The next several months could prove crucial to the future of Georgia’s children, in ways that have nothing to do with Donald Trump or Hillary Clinton.

First is a measure that's also on the ballot this November: the Opportunity School District sought by Gov. Nathan Deal. That referendum will be followed in January by the governor's long-awaited package of education reforms, including changes to the way the state distributes money to schools.

“They all fit together,” Deal said during an interview last week, speaking about OSD and the reform package. “If we don’t do something about the worst of the worst, then not only statistically are we going to continue to look bad, but in practicality, we’re going to continue to suffer the consequences of students who are being required to attend failing schools.”

With OSD, voters are asked to amend the state constitution to allow the state to intervene drastically in schools with at least three consecutive years of failing grades from the state. Deal expanded on what that failure really looks like.

“Their graduation rates are significantly lower” than the state average, he said. “Fifty-three-point-something percent of their students actually graduate.

“Their reading skills in the lower grades are significantly lower than the reading skills on average. And the average is nothing to be proud of, quite frankly, when you have almost one out of every three students leaving the third grade who are not reading at third grade level – that’s (out of) everybody. We’ve got a lot of work to do there.”

Deal also specifically linked the need to shore up the state’s worst public schools to another long-running priority of his: criminal justice reform.
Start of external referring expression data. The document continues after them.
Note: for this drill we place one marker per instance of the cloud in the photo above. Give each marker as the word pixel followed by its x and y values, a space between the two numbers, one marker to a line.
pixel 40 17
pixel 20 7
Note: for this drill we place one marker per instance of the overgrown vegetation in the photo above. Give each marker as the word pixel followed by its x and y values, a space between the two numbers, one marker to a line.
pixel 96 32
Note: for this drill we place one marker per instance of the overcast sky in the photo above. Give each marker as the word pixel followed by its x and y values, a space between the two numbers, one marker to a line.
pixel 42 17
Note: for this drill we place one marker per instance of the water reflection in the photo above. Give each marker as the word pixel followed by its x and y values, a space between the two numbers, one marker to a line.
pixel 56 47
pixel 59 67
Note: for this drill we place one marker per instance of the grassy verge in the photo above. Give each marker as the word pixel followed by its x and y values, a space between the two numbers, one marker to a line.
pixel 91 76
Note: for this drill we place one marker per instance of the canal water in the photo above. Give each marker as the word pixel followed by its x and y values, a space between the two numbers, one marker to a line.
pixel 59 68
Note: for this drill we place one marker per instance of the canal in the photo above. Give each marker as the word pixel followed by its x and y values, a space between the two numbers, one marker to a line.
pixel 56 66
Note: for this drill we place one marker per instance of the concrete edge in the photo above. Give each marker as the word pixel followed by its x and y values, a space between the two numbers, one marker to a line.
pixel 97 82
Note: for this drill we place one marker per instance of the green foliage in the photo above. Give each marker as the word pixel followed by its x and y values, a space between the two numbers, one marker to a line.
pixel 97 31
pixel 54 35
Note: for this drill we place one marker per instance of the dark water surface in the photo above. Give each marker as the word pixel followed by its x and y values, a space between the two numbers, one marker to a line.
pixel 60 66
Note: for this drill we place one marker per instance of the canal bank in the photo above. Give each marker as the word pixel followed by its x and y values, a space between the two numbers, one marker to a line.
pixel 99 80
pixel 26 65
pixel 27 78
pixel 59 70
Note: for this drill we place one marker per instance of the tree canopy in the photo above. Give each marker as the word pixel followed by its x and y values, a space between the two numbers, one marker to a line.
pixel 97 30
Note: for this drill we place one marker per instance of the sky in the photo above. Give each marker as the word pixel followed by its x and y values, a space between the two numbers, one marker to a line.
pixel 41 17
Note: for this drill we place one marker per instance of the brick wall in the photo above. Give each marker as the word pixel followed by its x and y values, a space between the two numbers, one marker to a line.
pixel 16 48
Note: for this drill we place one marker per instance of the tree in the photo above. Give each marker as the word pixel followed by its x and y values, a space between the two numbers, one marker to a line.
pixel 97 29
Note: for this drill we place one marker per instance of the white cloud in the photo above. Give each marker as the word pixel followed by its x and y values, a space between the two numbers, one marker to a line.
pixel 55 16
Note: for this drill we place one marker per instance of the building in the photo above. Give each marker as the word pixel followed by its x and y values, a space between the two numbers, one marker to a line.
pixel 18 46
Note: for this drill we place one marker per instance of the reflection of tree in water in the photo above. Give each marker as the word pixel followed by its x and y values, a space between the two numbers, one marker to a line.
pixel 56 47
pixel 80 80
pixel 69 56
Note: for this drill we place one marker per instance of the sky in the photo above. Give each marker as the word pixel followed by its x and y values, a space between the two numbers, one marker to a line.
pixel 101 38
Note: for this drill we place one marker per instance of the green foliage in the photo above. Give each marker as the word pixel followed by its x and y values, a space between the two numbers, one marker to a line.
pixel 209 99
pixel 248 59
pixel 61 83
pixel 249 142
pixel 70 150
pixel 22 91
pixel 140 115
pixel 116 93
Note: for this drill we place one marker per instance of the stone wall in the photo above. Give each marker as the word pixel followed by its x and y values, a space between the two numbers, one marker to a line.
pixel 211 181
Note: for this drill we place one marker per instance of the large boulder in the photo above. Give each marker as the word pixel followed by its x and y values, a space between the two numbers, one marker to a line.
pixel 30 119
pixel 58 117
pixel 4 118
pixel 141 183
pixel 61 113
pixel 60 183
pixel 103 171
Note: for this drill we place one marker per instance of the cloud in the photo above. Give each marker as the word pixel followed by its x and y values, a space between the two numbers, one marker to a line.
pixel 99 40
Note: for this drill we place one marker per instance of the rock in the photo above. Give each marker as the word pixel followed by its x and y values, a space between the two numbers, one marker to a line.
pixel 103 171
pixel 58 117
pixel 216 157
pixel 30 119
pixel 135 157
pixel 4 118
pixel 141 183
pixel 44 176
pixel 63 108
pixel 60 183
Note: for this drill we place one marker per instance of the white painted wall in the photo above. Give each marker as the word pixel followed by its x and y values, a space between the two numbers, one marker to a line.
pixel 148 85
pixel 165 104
“When you look at our reforms in our prisons, and you find that the most common characteristic of inmates in our state prisons that are costing us $19,000 a year on average to keep them confined … is that they dropped out of school, then if we want to do something about our crime, if we want to make our dollars go further and not spending on incarceration but on helping students be better, more productive citizens, then these kind of reforms are part of a bigger picture.”

That bigger picture, Deal suggested, is why even voters whose children attend good public schools should care about the OSD. He cited not only the cost to taxpayers of jailing criminals, but the likelihood that high-school dropouts don’t commit crimes only in their backyards.

“The state becomes the playground for criminal conduct,” he said. “They may not have a failing school in their community, but that does not mean they are immune to the consequences of children who drop out of failing schools, if they resort to a life of crime.”

The governor also chided those who, angry about his vetoes of campus-carry and religious liberty bills earlier this year, have suggested they will oppose OSD in retaliation .

”If people see that you are that vindictive, or that narrow-minded, that you’re … willing to be actively vindictive about reforms that would make our state better,” he said, “that doesn’t speak well of whatever cause you’re for.”